The large productivity and wage gap between cities and countryside also drives a high volume of rural-urban migration. Lewis pointed out that, starting from a situation of 80% rural, the initial shift of some people from low-productivity agriculture to high productivity urban employment is disequalizing. If the flow continues until the population is more than 50% urban, however, further migration is equalizing. This pattern is very evident in the history of the U.S., with inequality rising during the rapid industrialization period from 1870-1920, and then declining thereafter. So, the same market forces that have produced the rapid growth in China predictably led to higher inequality.
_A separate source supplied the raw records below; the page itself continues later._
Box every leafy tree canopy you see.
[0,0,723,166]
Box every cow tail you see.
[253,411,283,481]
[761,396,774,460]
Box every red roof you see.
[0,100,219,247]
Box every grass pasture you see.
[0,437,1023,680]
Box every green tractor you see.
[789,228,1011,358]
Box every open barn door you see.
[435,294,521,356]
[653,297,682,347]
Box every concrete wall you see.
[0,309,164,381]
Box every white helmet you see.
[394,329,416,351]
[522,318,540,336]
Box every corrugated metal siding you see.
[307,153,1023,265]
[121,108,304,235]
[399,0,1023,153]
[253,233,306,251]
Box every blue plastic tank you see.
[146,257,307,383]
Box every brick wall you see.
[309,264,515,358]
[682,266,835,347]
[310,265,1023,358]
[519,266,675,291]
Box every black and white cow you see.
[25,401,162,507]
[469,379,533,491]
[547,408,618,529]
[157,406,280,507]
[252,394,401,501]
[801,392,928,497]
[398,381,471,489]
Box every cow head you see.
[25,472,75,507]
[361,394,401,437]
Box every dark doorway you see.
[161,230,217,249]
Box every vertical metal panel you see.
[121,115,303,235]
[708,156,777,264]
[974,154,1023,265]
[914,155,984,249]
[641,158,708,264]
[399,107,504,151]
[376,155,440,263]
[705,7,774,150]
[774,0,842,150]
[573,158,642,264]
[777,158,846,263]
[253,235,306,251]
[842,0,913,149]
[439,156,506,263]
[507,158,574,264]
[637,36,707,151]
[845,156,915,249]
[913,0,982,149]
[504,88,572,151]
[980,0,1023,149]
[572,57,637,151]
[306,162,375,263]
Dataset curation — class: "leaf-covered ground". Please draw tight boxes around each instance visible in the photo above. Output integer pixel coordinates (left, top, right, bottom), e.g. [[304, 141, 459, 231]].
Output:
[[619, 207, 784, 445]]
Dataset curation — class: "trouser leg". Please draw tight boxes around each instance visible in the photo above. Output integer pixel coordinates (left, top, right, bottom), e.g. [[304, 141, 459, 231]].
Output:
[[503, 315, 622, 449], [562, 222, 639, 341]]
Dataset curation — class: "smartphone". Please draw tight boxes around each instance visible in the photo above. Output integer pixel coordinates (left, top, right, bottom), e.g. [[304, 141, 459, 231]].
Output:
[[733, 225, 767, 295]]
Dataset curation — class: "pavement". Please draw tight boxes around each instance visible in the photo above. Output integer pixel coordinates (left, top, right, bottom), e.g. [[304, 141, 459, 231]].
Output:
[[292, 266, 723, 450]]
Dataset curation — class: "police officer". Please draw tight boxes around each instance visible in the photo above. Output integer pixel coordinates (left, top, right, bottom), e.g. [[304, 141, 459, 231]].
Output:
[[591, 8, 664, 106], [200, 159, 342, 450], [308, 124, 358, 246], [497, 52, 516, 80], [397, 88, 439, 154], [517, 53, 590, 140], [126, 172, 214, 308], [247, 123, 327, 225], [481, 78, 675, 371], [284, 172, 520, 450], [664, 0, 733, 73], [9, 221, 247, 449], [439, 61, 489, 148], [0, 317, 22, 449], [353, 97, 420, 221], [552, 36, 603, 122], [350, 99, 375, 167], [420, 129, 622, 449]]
But it is important to note that in China there are a number of government policies that exacerbate this tendency toward higher inequality and restrict some of the potential mechanisms that would normally lead to an eventual decline in inequality.[6]
Restrictions on migration
Pre-reform China had a system that completely restricted people’s mobility, and that system has only been slowly reformed over the past 25 years. Each person has a registration (hukou) in either a rural area or an urban area, and cannot change the hukou without the permission of the receiving jurisdiction. In practice cities usually give registration to skilled people who have offers of employment, but have generally been reluctant to provide registration to migrants from the countryside. Nevertheless, these migrants are needed for economic development, and large numbers have in fact migrated. Many of these fall into the category of "floating population". There are nearly 200 million rural residents who spend at least six months of the year working in urban areas. Many of these people have for all practical purposes moved to a city, but they do not have official registration. Beyond the floating population, there are tens of millions of people who have left rural areas and obtained urban hukous.[5]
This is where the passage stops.